Achei aquilo tudo uma perda de tempo e tremendamente aborrecido. É que há momentos para tudo e aquele ficaria perdido no meio de tanta razão e insegurança.
Tudo começa no coração, não na mente.
É como fazer amor. Não se pode esperar por um determinado local, numa determinada hora. Não se fala muito antes, nem se fala tudo depois.
Estas regras não podiam ser as minhas. E na maioria das vezes, a minha descontração seria mal vista. As minhas ideias de cura e terapia mal aproveitadas.
Imaginem quando dei um abraço a um utente que vagueava pelo hospital de pijama às riscas azul e branco depois de termos bebido um café no bar dos “ malucos”. A supervisora ficou enraivecida, ao ponto de me deixar bastante preocupada com o seu estado de saúde mental.
Fui-me embora.
Tentei durante anos dezenas de clínicas. Eram só um pouco melhor.

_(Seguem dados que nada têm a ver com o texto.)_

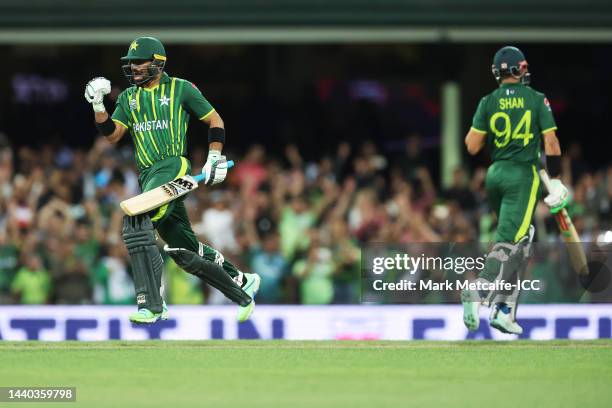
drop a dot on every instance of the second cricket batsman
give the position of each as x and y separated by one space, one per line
155 111
513 120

Numa, pediam-me para fazer psicoterapia em 20 minutos sempre que o cliente vinha de uma seguradora ou acordo qualquer.
Noutra, não podia ver a mãe e a filha ao mesmo tempo, tinha de marcar uma consulta para cada uma.

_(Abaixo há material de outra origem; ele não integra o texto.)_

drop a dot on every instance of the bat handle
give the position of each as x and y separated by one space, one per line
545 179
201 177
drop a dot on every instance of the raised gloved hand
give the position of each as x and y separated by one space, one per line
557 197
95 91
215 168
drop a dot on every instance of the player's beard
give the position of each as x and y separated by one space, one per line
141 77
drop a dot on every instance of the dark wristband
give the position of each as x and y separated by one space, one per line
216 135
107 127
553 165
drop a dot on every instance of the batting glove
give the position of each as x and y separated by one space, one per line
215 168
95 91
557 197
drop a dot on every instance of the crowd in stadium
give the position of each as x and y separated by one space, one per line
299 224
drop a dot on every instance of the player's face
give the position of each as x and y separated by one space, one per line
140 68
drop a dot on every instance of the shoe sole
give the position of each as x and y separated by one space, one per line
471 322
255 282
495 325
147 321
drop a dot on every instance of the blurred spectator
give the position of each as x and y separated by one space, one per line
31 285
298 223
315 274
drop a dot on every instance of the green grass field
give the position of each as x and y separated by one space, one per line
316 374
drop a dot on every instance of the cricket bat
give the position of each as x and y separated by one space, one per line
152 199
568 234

Havia outra, em que não podia deitar-me ou sentar-me no chão com a cliente.
Noutra, nasciam reuniões atrás de reuniões onde se discutiam queijos alentejanos ou de castelo branco, manicures e cores tendência.
Era um outro tipo de perda de tempo e aborrecimento.
Uma vez faltei a uma destas reuniões e fui para a praia, estava imenso calor. Telefonei a dizer que ia faltar e porquê. A diretora da clínica ficou furiosa comigo e confusa, conseguira deixá-la a questionar-se se não estaria melhor na praia.
Na semana seguinte quis ir à praia comigo.
Nisto avancei com o meu próprio consultório. Com as minhas regras.
Se decidirmos que é melhor darmos um passeio pela arriba, passeamos.
Se decidirmos que preciso entrar no carro da minha cliente para trabalharmos os seus medos da autoestrada, conduzimos..
Se decidirmos que hoje é para gritar em resgate da menina outrora perdida na sua ancestralidade, gritamos.
Se decidirmos que é para ir a casa porque os delírios estão assustadores, bato à porta.
Se decidir mandar um livro pesado para o chão para impactar um casal em discussão, faço um estrondo.
Se decidirmos que é dia de deitar na marquesa e fazermos um alinhamento energético, brilham mantras e incensos.
Se decidirmos que é preciso aprender a cozinhar os alimentos certos para aquelas emoções, voam tachos e panelas.
Se decidirmos ir dar um mergulho em cuecas as duas, mergulhamos as vezes que forem precisas.
Porque a psicologia é o estudo da Alma. A melhor mensageira de todas.
Para ser louco e livre há que ser responsável. E ser feliz é, também, poder fazer o que nos apetece quando apetece.